Eyüpsultan İlçe Müftüsü Basri Bektaş'tan yeni kitap: Kalbe yazılan yazılar
Eyüpsultan ilçe müftüsü Basri Bektaş'ın yeni kitabı, "Arzın Merkezinden Kalbin Merkezine Kalbe Yazılan Yazılar" Safa yayınlarından çıktı.

İstanbul Eyüpsultan İlçe Müftüsü Basri Bektaş'ın yeni kitabı çıktı.
"ARZIN MERKEZİNDEN KALBİN MERKEZİNE KALBE YAZILAN YAZILAR"
Safa yayın dağıtımdan çıkan, "Arzın Merkezinden Kalbin Merkezine Kalbe Yazılan Yazılar" isimli kitap satışa başladı.

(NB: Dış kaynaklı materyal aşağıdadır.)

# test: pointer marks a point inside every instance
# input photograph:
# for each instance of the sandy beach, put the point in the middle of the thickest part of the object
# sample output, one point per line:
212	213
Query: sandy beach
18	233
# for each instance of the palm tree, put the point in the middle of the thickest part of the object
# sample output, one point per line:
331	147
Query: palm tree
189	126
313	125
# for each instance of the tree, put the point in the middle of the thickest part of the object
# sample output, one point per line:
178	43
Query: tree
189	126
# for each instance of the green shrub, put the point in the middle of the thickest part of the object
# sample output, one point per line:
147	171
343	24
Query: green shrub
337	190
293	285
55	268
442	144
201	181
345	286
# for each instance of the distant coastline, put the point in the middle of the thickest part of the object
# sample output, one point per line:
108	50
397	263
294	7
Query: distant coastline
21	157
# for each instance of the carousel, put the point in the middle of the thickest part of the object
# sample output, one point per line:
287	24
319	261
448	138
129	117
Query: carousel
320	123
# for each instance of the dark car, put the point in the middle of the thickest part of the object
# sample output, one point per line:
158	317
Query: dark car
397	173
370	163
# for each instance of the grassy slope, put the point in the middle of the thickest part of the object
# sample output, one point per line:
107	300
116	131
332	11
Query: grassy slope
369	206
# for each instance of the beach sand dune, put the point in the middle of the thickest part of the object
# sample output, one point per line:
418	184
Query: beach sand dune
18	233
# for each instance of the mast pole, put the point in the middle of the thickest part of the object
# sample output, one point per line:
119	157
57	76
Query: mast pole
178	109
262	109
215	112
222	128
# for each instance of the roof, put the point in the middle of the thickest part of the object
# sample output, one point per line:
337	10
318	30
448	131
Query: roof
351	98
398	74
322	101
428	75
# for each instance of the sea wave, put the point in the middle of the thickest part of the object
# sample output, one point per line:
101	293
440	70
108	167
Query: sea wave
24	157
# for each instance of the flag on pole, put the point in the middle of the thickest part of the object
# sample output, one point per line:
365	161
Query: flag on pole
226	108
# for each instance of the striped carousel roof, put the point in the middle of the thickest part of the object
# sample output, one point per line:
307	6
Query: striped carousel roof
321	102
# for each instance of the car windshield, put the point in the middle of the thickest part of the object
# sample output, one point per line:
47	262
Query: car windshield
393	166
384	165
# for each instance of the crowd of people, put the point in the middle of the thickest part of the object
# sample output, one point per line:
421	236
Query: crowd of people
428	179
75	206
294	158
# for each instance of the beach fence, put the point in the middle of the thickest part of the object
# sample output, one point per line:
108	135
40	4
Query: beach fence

Okurlarla buluşan, Bektaş'ın yeni kitabına ilişkin açıklama şu şekilde;
“İnsan her zaman bedenini değil ruhunu da giydirmeyi bilmeli. Bütün zorluklara karşı kalbiyle konuşmalı. Bazen ikna etmeli, bazen de isyan. kalbi ile yol almalı, gece gündüz, dağ tepe yol yürümeli, kalbi ile arkadaşlık etmelidir. Korkmadan, ardına bakmadan, cesurca, başı dik, vakurla yürümeli. Yolu, sapmadan ve saptırmadan, dosdoğru ve dümdüz yürümeli. İnsan yol yordam bilmeli.” İnsan, ederini ve giderini bilmelidir. Kelamı israf etmeden her halde tasarruf ehli olmalıdır. Ne az ne çok; tam yerinde ve okkalı konuşmalıdır. İnsan enini boyunu ölçmeli; çapını, hacmini, giderini bilmeli. Sonra pazara çıkmalı ya da kendini pazara çıkarmalı. Kalbiyle ve de kalıbıyla yolculuk etmeli, yarenlik ya da arkadaşlık etmeli değil mi? En güvendiği yerden söze başlamalı ve en çok kıymetli yerinden kendini arz etmeli insan. Eğer bir kere pazara çıkmış veya çıkarılmışsa insan, “Bunu alan var mı?” denildiğinde, müşterisi bol olmalı değil mi insanın? Kalbine bakmalı insan, hem de en keskin nazarlarla. Bazen içerden dışarıya; bazen de dışarıdan içeriye... Kim var orada? Sahibi kim kalp ülkesinin? Sâkini kim beden devletinin? Nefis ülkesine kim/kimler hükümdar olmuş? Bu yurdun mimarı kim, mihmandarı kim! Şu Arap şairi işi bitirmiş olmalı! Yoksa bana mı öyle geldi? Siz ne dersiniz? İsterseniz bir de siz okuyunuz: “Kalbimin sakini onu imar edendir. Ben onu unutmuş değilim, daima onu zikrederim. İşitme ve görmemde bir an gafillik olsa da, kalbimdeki karanlık bile onu gösterir.” Kalbinize kim oturmuşsa, imar ve inşasını da o yapar. Gözü-kulağı bundan gafil mi sandın sen? Kalbin karanlıklarda kalmış olsa oraya hükmedene işaret eder. Hak Teâlâ bu hale gelmiş bir kalbi ve sahibini neden sevmesin? Ya da onun işiten kulağı, gören gözü, yürüyen ayağı, tutan eli niçin olmasın? (Ya Rabbi! Sen bizim tutan elimiz, yürüyen ayağımız, gören gözümüz, işiten kulağımız ol!) Âmin.